In addition, any sales of our product once commercialized outside the US will also likely subject us to foreign equivalents of the healthcare laws mentioned above, among other foreign laws.
We could face liability if a regulatory authority determines that we are promoting INGREZZA, ONGENTYS or any of our product candidates that receives regulatory approval, for “off-label” uses.
A company may not promote “off-label” uses for its drug products. An off-label use is the use of a product for an indication that is not described in the product’s FDA-approved label in the US or for uses in other jurisdictions that differ from those approved by the applicable regulatory agencies. Physicians, on the other hand, may prescribe products for off-label uses. Although the FDA and other regulatory agencies do not regulate a physician’s choice of drug treatment made in the physician’s independent medical judgment, they do restrict promotional communications from companies or their sales force with respect to off-label uses of products for which marketing clearance has not been issued. However, companies may share truthful and not misleading information that is otherwise consistent with a product’s FDA approved labeling. A company that is found to have promoted off-label use of its product may be subject to significant liability, including civil and criminal sanctions. We intend to comply with the requirements and restrictions of the FDA and other regulatory agencies with respect to our promotion of our products, including INGREZZA and ONGENTYS, but we cannot be sure that the FDA or other regulatory agencies will agree that we have not violated their restrictions. As a result, we may be subject to criminal and civil liability. In addition, our management’s attention could be diverted to handle any such alleged violations. If the FDA or any
other governmental agency initiates an enforcement action against us, or if we are the subject of a qui tam suit brought by a private plaintiff on behalf of the government, and it is determined that we violated prohibitions relating to the promotion of products for unapproved uses, we could be subject to substantial civil or criminal fines or damage awards and other sanctions such as consent decrees and corporate integrity agreements pursuant to which our activities would be subject to ongoing scrutiny and monitoring to ensure compliance with applicable laws and regulations. Any such fines, awards or other sanctions would have an adverse effect on our revenue, business, financial prospects, and reputation.
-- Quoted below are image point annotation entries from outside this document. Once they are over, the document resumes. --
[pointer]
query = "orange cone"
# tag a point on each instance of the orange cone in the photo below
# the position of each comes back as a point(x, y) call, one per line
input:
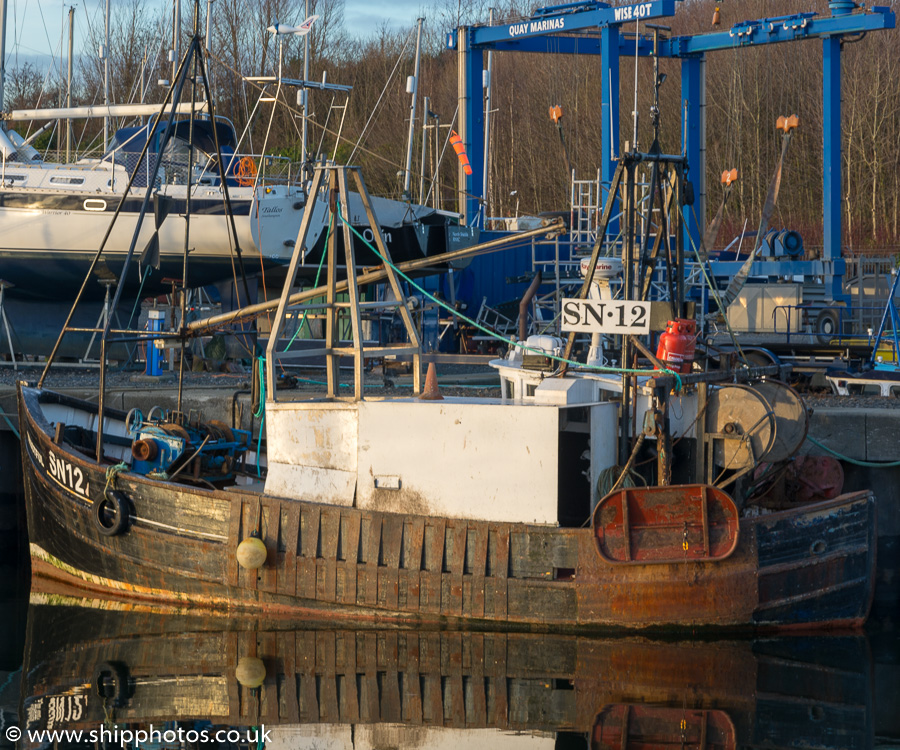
point(431, 392)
If we are unable to protect our intellectual property, our competitors could develop and market products based on our discoveries, which may reduce demand for our products.
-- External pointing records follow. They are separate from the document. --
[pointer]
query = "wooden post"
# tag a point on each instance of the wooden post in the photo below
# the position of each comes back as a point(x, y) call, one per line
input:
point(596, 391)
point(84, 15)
Our success will depend on our ability to, among other things:
•obtain patent protection for our products;
•preserve our trade secrets;
•prevent third parties from infringing upon our proprietary rights; and
•operate without infringing upon the proprietary rights of others, both in the US and internationally.
Because of the substantial length of time and expense associated with bringing new products through the development and regulatory approval processes in order to reach the marketplace, the pharmaceutical industry places considerable importance on obtaining patent and trade secret protection for new technologies, products and processes. Accordingly, we intend to seek patent protection for our proprietary technology and compounds. However, we face the risk that we may not obtain any of these patents and that the breadth of claims we obtain, if any, may not provide adequate protection of our proprietary technology or compounds.
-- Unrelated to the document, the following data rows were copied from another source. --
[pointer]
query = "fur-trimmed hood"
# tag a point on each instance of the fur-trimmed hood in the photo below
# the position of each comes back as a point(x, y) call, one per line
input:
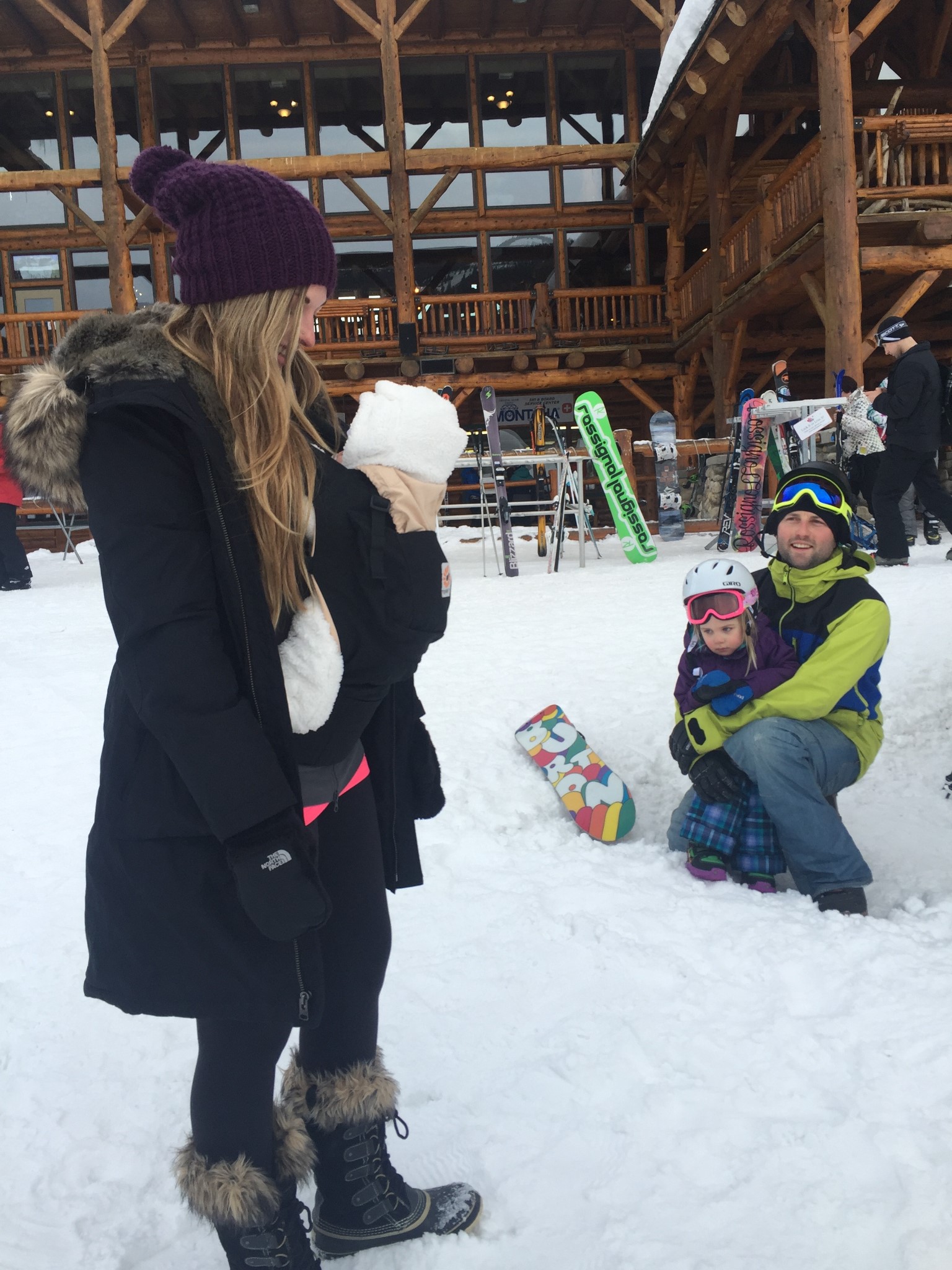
point(46, 419)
We also rely upon unpatented trade secrets and improvements, unpatented know-how and continuing technological innovation to develop and maintain our competitive position, which we seek to protect, in part, through confidentiality agreements with our commercial collaborators, employees and consultants. We also have invention or patent assignment agreements with our employees and some, but not all, of our commercial collaborators and consultants. However, if our employees, commercial collaborators or consultants breach these agreements, we may not have adequate remedies for any such breach, and our trade secrets may otherwise become known or independently discovered by our competitors.
In addition, although we own a number of patents, the issuance of a patent is not conclusive as to its validity or enforceability, and third parties may challenge the validity or enforceability of our patents. We cannot assure you how much protection, if any, will be given to our patents if we attempt to enforce them and they are challenged in court or in other proceedings. It is possible that a competitor may successfully challenge our patents or that challenges will result in limitations of their coverage. Moreover, competitors may infringe our patents or successfully avoid them through design innovation. To prevent infringement or unauthorized use, we may need to file infringement claims, which are expensive and time-consuming. In addition, in an infringement proceeding a court may decide that a patent of ours is not valid or is unenforceable or may refuse to stop the other party from using the technology at issue on the grounds that our patents do not cover its technology. Interference proceedings declared by the US Patent and Trademark Office may be necessary to determine the priority of inventions with respect to our patent applications or those of our licensors. Litigation or interference proceedings may fail and, even if successful, may result in substantial costs and be a distraction to management. We cannot assure you that we will be able to prevent misappropriation of our proprietary rights, particularly in countries where the laws may not protect such rights as fully as in the US.
If we fail to obtain or maintain orphan drug designation or other regulatory exclusivity for some of our product candidates, our competitive position would be harmed.
A product candidate that receives orphan drug designation can benefit from a streamlined regulatory process as well as potential commercial benefits following approval. Currently, this designation provides market exclusivity in the US and the EU for seven years and ten years, respectively, if a product is the first such product approved for such orphan indication. This market exclusivity does not, however, pertain to indications other than those for which the drug was specifically designated in the approval, nor does it prevent other types of drugs from receiving orphan designations or approvals in these same indications. Further, even after an orphan drug is approved, the FDA can subsequently approve the same drug for the same condition if the FDA concludes that the new drug is clinically superior to the orphan product or a market shortage occurs.
In the EU, orphan exclusivity may be reduced to six years if the drug no longer satisfies the original designation criteria or can be lost altogether if the marketing authorization holder consents to a second orphan drug application or cannot supply enough drug, or when a second applicant demonstrates its drug is “clinically superior” to the original orphan drug. We may
not be successful obtaining orphan drug designations for any indications and, even if we succeed, such orphan drug designations may fail to result in or maintain orphan drug exclusivity upon approval, which would harm our competitive position.
The technologies we use in our research as well as the drug targets we select may infringe the patents or violate the proprietary rights of third parties.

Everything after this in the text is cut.